Anythow...I did alot of crying this afternoon. I lost it when they were showing pictures of the different MIchaels over the years, I lost it when I was hearing his his voice the different espects of his feelings, and I really lost it when his daughter Paris said how much she loved her Daddy and how good he was.
Anyhow...I just wanted to share my thoughts. I have been a fan of Michaels over the years. I loved his music and I loved his dancing. He was a true gift of artistry. I really feel he did alot to make the different races come closer together. He crossed alot of boundaries.
Maybe tomorrow I will share lace or knitting or something. That will be only IF I find my computer first...LOL

2 comments:

Unknown said...

I teared up, too, as I watched the memorial on TV. I will remember Michael the Artist and be glad for the joy he brought in my life with his brilliant entertaining!
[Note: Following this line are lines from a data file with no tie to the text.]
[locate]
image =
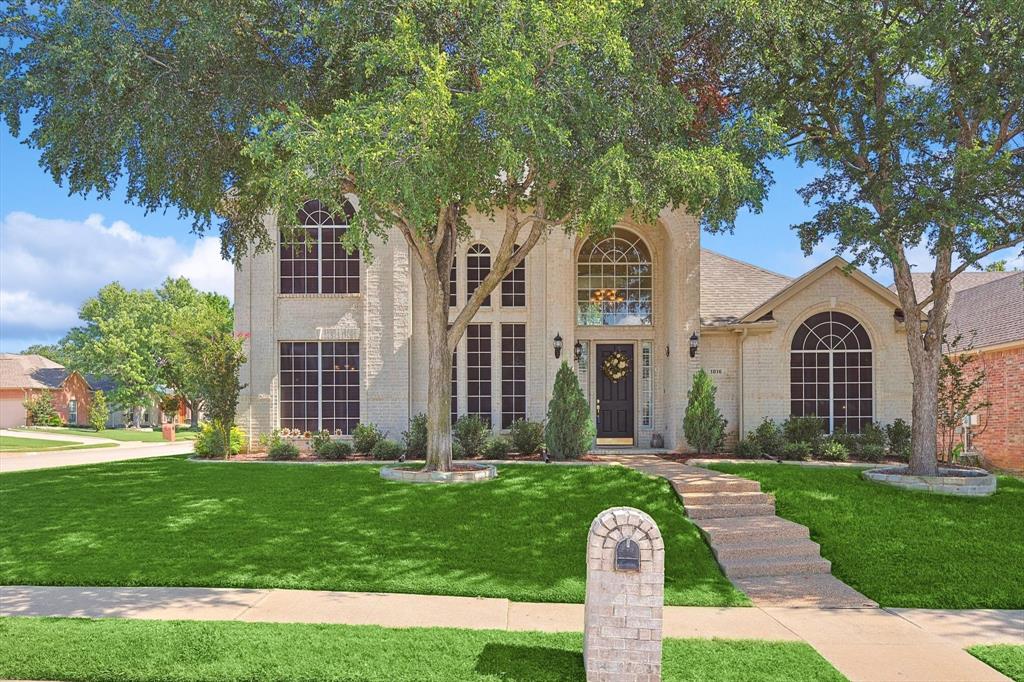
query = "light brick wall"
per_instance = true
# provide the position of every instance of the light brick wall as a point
(1001, 440)
(766, 355)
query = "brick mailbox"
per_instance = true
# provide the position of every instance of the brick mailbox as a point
(625, 597)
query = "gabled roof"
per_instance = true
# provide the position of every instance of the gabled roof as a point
(31, 372)
(990, 313)
(964, 281)
(808, 279)
(730, 288)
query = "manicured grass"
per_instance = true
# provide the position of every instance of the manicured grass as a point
(168, 521)
(906, 548)
(141, 435)
(214, 651)
(1008, 658)
(19, 444)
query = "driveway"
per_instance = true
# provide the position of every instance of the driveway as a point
(123, 451)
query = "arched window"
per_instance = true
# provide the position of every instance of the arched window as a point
(318, 264)
(613, 281)
(830, 373)
(477, 267)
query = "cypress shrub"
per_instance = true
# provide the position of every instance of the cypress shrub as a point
(569, 431)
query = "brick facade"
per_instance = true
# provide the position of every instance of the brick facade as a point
(387, 318)
(999, 436)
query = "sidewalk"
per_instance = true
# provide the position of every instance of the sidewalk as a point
(863, 644)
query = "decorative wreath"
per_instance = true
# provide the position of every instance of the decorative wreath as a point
(615, 366)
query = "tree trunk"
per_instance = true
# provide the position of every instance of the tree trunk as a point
(439, 385)
(924, 435)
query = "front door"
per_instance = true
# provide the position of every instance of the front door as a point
(614, 394)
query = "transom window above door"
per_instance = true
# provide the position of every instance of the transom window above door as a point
(614, 281)
(315, 262)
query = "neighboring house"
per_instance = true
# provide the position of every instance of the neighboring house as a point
(23, 377)
(334, 341)
(989, 320)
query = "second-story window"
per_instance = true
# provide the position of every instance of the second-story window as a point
(315, 262)
(477, 268)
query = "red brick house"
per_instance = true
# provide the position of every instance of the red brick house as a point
(989, 317)
(23, 377)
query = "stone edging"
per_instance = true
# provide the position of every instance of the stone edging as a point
(979, 483)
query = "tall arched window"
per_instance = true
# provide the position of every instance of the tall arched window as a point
(830, 372)
(613, 281)
(318, 264)
(477, 267)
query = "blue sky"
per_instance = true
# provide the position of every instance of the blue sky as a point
(55, 250)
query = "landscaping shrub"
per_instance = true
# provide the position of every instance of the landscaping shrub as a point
(209, 442)
(526, 436)
(282, 450)
(871, 453)
(471, 433)
(335, 450)
(898, 434)
(98, 412)
(704, 425)
(835, 451)
(799, 451)
(497, 448)
(387, 450)
(569, 431)
(748, 449)
(366, 437)
(40, 411)
(768, 437)
(416, 437)
(804, 429)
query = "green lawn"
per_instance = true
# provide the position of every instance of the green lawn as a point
(214, 651)
(168, 521)
(1008, 658)
(19, 444)
(906, 548)
(141, 435)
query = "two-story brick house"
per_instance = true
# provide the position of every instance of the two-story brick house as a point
(336, 340)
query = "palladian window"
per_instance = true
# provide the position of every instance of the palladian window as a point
(830, 372)
(613, 281)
He was a supernova of talent!

H J Hess said...

You were not alone. I was right there with you, crying and remembering this very complex and very complicated man who donated and raised so much money towards the common good and who brought so much musical joy to me and to others through the past four decades. It was beautiful to hear so many tributes to Michael from people who knew him well. Ultimately, the greatest tribute was given by his daughter, Paris-Michael Katherine, when she stated that Michael Jackson was 'the best father you can ever imagine'. Out of the mouths of babes.